Einde inhoudsopgave
Verordening (EG) Nr. 715/2007 betreffende de typegoedkeuring van motorvoertuigen met betrekking tot emissies van lichte personen- en bedrijfsvoertuigen (Euro 5 en Euro 6)
Artikel 5 Voorschriften en tests
Geldend
Geldend van 07-08-2009 tot 01-07-2030
- Redactionele toelichting
Deze wijziging wordt toegepast vanaf 31-12-2012. De datum van toepassing is gecorrigeerd via een rectificatie (PbEU 2009, L 200). Toepassing voorheen: 07-08-2009.
- Bronpublicatie:
18-06-2009, PbEU 2009, L 188 (uitgifte: 18-07-2009, regelingnummer: 595/2009)
- Inwerkingtreding
07-08-2009
- Bronpublicatie inwerkingtreding:
18-06-2009, PbEU 2009, L 188 (uitgifte: 18-07-2009, regelingnummer: 595/2009)
- Vakgebied(en)
Verkeersrecht / Voertuigeisen
1.
De fabrikanten rusten hun voertuigen zo uit dat de onderdelen die van invloed kunnen zijn op de emissies zodanig ontworpen, geconstrueerd en gemonteerd zijn dat het voertuig onder normale gebruiksomstandigheden aan deze verordening en de uitvoeringsmaatregelen ervan kan voldoen.
2.
Het gebruik van manipulatie-instrumenten die de doelmatigheid van de emissiecontrolesystemen verminderen, is verboden.
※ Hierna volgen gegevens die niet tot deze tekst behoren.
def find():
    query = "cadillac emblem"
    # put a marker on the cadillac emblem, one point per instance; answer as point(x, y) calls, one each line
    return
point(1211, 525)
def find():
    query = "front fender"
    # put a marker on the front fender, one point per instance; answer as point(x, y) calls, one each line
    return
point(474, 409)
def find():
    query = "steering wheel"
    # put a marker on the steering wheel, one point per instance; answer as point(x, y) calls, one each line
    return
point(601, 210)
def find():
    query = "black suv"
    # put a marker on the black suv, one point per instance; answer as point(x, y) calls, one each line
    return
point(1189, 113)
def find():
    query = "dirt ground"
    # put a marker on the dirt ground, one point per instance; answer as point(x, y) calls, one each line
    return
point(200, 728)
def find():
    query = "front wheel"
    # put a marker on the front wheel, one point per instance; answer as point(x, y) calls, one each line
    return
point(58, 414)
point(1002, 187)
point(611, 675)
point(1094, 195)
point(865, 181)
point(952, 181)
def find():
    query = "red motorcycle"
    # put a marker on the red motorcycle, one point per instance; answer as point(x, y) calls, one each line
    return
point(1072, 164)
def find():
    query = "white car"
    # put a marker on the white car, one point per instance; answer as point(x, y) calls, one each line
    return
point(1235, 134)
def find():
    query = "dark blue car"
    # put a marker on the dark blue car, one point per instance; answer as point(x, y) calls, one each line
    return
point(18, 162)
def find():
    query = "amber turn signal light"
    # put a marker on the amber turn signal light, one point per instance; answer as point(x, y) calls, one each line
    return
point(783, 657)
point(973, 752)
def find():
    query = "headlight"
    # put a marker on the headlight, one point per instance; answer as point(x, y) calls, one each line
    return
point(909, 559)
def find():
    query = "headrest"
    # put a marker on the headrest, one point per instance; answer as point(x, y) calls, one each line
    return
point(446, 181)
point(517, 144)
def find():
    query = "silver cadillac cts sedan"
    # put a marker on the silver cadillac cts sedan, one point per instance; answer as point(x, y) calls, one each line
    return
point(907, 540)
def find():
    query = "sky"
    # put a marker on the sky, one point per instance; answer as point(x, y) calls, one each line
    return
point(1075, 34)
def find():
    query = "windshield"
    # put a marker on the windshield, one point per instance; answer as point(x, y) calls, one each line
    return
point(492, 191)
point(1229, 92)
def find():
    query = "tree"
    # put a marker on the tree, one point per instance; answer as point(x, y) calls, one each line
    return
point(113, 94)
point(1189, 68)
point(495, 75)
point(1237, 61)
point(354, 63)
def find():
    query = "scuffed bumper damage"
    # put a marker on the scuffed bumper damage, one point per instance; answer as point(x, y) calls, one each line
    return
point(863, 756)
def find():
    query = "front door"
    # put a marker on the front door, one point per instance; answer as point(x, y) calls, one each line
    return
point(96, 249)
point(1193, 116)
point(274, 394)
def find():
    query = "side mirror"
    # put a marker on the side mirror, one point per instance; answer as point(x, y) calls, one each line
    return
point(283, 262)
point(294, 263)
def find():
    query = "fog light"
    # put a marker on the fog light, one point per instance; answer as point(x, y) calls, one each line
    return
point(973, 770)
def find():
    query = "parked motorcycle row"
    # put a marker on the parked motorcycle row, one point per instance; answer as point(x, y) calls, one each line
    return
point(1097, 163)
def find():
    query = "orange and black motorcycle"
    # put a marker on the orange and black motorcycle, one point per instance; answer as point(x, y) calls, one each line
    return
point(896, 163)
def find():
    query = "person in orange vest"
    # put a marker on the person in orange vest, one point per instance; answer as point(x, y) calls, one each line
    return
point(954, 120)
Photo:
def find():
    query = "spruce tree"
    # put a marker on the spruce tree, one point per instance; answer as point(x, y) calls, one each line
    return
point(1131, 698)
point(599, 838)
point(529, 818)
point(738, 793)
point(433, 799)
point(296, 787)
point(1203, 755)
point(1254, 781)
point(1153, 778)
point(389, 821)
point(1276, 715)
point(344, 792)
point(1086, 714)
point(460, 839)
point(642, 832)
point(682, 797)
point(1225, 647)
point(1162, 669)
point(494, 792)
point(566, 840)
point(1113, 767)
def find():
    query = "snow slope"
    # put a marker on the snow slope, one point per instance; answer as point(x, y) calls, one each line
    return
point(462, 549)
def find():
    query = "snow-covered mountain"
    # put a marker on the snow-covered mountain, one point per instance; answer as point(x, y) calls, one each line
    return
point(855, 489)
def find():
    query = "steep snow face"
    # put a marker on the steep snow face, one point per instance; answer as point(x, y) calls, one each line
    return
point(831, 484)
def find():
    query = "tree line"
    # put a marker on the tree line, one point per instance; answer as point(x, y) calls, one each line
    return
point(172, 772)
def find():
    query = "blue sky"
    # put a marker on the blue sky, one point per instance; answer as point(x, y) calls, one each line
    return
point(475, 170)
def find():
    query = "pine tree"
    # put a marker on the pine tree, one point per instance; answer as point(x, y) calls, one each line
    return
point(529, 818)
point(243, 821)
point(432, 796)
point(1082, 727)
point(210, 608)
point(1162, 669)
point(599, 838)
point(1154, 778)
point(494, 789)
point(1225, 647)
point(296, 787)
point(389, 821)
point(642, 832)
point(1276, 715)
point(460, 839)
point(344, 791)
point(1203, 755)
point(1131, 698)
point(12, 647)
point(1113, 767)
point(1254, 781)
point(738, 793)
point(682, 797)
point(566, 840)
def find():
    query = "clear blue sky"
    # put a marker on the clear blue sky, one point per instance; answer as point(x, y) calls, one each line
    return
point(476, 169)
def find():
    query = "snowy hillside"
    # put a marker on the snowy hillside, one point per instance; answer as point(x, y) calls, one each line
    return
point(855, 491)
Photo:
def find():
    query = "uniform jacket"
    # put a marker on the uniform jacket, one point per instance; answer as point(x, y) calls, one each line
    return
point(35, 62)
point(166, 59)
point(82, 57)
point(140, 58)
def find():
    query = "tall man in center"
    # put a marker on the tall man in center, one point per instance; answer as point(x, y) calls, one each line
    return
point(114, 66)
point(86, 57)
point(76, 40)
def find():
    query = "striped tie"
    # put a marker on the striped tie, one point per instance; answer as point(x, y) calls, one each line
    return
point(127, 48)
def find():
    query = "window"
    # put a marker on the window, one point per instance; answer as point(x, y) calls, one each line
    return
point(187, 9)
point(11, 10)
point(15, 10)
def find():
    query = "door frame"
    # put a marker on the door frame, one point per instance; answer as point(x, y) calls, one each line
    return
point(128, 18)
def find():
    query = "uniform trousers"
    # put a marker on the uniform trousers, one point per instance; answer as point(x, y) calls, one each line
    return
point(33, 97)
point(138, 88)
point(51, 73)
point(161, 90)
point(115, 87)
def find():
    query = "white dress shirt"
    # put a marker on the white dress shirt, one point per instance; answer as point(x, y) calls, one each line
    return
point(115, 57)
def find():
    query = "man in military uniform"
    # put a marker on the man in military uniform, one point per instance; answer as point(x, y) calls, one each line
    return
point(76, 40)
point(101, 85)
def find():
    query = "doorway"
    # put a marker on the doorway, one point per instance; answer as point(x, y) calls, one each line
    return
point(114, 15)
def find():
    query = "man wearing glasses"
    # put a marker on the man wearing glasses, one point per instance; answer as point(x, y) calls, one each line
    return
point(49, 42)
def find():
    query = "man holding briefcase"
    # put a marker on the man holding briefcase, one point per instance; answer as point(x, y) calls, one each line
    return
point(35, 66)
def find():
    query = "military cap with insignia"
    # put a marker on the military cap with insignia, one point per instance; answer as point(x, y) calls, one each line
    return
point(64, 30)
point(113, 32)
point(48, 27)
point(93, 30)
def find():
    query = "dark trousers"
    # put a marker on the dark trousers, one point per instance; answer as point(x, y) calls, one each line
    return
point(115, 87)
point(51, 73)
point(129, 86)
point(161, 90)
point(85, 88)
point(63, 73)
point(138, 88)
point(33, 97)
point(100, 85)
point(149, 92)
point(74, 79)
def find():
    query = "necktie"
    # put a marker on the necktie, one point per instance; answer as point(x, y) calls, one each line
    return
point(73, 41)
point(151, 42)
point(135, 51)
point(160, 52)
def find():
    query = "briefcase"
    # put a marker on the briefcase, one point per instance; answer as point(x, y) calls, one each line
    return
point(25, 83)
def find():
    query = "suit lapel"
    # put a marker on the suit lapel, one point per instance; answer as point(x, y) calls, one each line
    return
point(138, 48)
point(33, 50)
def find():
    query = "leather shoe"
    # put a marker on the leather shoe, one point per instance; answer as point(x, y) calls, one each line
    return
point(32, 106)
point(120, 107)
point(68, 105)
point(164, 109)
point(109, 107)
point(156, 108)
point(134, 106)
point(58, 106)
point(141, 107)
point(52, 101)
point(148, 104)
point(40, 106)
Dit verbod geldt niet indien:
- a)
het instrument nodig is om de motor te beschermen tegen schade of ongevallen en om de veilige werking van het voertuig te verzekeren;
- b)
het instrument slechts functioneert als de motor gestart wordt,
of
- c)
de omstandigheden in belangrijke mate zijn meegenomen in de testprocedures voor de controle van de verdampingsemissies en de gemiddelde uitlaatemissies.
3.
De specifieke procedures, tests en voorschriften voor de typegoedkeuring, vastgelegd in dit lid, alsmede voorschriften voor de uitvoering van lid 2 die tot doel hebben deze verordening op niet-essentiële onderdelen te wijzigen door deze aan te vullen, worden aangenomen overeenkomstig de regelgevingsprocedure met toetsing van artikel 15, lid 3. Hieronder valt het vaststellen van voorschriften betreffende:
- a)
uitlaatemissies, met inbegrip van testcycli, emissies bij lage omgevingstemperatuur, emissies bij stationair toerental, rookopaciteit en de correcte werking en regeneratie van de nabehandelingssystemen;
- b)
verdampingsemissies en motorcarteremissies;
- c)
boorddiagnosesystemen en de overeenstemming van in gebruik zijnde emissiebeheersingssystemen;
- d)
de duurzaamheid van emissiebeheersingssystemen, vervangende emissiebeheersingssystemen, de overeenstemming van in gebruik zijnde voertuigen, de overeenstemming van de productie en de technische controle;
- e)
meting van broeikasgasemissies en brandstofverbruik;
- f)
hybride voertuigen en op alternatieve brandstof rijdende voertuigen;
- g)
de uitbreiding van typegoedkeuringen en de vereisten voor kleine fabrikanten;
- h)
testapparatuur;
- i)
referentiebrandstoffen zoals benzine, diesel, gasvormige brandstoffen en biobrandstoffen, zoals bio-ethanol, biodiesel en biogas;
- j)
het meten van het motorvermogen.
Bovenvermelde voorschriften zijn, in voorkomend geval, van toepassing op voertuigen, ongeacht de gebruikte brandstof.